Firstly, this could be considered an invasion of privacy by some.

Secondly, there could be some resentment of the idea that some anonymous person who does not know the customer has developed a personalized plan for them.

This gets back to the issue of personal, face-to-face service, which is so important to seniors.

The proposed theme-line, ‘We want you alive,’ is also a problem.

This is fear marketing, a strategy with the potential to backfire on the company. It does not communicate the benefits of the program, but instead plays to the ultimate fear – death.

The danger to the company is that it could be perceived as fear-mongering rather than as a company concerned with public safety.

In developing the concept, the company should keep in mind the primary reasons their customers are going south – they are going for relaxation, for recreation, and to get away from the cold weather.

The emphasis should be on enhancing that experience, not generating fear about it.

For example, the idea of carrying a mace-like substance around suggests people will be unable to relax, and will detract from the vacation.

The emphasis should be placed on other types of assistance, such as a cellular phone in the car.

The company might consider working with the tourist boards of the more popular destinations to develop joint programs that emphasize safety.

Based on our knowledge of the mature market, it is our feeling the concept has potential, but there is significant work to be done on the way the concept is executed.

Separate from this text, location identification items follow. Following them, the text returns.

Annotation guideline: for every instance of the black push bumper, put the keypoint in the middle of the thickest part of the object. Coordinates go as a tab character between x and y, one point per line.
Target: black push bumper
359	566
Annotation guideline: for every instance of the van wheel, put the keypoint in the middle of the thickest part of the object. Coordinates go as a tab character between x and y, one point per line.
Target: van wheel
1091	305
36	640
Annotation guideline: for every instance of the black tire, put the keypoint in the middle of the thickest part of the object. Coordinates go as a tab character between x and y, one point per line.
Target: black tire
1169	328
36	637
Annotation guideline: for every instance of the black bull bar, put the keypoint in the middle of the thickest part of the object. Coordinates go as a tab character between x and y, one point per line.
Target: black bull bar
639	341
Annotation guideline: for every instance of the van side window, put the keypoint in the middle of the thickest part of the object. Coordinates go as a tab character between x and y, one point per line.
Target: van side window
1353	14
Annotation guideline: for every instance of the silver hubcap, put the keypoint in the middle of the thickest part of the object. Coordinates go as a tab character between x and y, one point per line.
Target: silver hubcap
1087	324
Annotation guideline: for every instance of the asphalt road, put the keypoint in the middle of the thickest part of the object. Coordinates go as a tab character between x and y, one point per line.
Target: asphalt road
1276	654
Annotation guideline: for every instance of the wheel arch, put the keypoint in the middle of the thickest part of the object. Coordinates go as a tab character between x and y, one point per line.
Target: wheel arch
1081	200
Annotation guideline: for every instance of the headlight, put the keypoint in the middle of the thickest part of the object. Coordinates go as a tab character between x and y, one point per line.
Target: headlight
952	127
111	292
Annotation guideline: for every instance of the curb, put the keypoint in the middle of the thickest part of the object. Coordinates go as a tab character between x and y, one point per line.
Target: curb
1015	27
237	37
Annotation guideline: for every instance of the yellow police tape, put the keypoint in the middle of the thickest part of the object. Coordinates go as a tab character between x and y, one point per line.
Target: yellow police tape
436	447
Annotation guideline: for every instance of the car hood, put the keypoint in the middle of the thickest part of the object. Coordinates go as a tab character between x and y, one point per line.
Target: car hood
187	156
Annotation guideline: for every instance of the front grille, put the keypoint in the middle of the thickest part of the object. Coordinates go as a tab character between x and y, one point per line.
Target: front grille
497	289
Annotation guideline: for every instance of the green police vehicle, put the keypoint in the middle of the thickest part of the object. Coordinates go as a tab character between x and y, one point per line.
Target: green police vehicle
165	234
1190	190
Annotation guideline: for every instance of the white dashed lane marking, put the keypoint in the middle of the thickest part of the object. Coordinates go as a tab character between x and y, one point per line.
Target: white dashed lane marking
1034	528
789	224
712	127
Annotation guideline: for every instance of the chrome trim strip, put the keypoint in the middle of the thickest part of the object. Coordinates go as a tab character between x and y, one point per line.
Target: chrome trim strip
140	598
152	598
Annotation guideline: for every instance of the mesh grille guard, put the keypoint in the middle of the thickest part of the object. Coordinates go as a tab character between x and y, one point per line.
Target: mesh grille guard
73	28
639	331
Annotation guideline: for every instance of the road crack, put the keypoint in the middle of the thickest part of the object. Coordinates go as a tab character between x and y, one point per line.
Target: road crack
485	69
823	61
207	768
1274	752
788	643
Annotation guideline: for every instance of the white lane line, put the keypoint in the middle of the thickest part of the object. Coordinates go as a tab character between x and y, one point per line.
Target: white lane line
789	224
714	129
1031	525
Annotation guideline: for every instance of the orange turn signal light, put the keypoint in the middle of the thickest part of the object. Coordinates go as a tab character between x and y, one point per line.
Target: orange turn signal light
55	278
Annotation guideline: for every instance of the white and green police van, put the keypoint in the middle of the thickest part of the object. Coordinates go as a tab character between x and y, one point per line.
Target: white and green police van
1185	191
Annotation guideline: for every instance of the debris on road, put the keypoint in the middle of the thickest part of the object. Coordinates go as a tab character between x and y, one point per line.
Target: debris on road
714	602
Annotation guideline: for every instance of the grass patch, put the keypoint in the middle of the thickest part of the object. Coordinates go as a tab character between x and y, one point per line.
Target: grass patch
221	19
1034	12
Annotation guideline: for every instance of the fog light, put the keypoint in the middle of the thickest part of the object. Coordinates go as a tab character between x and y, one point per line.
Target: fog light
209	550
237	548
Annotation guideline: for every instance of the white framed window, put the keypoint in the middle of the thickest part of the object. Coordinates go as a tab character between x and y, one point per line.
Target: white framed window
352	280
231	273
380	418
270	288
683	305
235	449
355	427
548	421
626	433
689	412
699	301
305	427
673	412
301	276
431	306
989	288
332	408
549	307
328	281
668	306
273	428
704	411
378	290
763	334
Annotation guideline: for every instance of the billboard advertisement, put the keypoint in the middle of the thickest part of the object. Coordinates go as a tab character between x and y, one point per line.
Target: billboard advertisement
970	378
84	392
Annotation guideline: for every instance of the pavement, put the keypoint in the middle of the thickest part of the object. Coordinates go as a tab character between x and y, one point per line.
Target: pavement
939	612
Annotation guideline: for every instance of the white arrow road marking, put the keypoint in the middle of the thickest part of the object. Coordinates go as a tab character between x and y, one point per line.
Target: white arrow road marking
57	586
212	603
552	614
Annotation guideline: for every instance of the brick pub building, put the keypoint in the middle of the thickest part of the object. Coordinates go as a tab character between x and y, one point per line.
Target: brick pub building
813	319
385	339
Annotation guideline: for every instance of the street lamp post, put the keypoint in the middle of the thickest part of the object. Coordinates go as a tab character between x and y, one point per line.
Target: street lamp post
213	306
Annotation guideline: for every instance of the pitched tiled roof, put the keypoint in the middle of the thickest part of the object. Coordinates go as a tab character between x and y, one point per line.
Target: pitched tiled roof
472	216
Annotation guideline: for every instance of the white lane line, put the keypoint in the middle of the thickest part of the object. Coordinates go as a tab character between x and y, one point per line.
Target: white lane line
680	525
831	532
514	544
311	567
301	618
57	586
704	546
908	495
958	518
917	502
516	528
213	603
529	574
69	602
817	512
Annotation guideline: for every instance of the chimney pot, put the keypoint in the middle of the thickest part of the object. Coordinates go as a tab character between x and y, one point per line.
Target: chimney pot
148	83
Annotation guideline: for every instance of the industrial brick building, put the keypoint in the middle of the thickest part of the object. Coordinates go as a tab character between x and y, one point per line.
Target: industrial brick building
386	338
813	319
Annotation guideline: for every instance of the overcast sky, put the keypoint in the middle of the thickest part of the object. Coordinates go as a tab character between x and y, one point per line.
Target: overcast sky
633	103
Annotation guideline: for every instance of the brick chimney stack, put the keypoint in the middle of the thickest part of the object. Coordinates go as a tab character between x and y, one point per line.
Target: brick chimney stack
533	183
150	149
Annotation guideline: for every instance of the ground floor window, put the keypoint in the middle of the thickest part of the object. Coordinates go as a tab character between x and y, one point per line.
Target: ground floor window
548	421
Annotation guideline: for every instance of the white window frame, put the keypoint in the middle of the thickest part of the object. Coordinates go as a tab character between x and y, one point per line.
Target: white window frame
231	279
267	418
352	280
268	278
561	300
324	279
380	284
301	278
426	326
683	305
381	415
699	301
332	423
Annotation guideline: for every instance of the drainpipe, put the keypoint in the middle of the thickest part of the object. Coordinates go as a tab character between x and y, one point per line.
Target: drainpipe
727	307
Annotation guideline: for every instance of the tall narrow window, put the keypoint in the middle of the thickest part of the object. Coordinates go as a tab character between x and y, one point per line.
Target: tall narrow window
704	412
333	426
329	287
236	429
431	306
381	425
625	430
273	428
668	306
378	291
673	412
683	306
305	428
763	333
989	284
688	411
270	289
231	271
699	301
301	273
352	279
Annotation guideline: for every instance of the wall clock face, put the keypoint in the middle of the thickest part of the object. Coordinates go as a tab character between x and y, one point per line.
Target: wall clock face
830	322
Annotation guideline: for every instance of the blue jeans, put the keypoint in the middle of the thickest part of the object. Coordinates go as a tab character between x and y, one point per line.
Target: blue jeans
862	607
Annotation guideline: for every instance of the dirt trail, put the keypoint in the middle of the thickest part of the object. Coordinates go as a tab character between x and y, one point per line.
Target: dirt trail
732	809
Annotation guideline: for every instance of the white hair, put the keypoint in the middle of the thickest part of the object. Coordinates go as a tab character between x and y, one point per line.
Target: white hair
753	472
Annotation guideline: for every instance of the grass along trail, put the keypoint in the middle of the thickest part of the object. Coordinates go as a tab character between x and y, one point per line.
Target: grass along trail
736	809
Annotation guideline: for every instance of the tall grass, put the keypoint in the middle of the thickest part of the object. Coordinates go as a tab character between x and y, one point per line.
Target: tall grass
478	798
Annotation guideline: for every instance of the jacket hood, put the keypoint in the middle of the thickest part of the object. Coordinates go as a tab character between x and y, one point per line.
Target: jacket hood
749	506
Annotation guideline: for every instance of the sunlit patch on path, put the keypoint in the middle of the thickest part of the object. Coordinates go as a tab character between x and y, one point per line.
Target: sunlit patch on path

We would strongly recommend some research be done on the concept with some of the company’s own customers to determine the strengths and weaknesses of the ideas being proposed, and to determine how the concept can be improved to maximize the opportunity to strengthen the company’s market position.

For it to be successful, the benefits of the package being offered must be considered tangible, and should be designed to alleviate, not create, fear in the minds of the customers.

Allison Scolieri is vice-president of Toronto-based Goldfarb Consultants.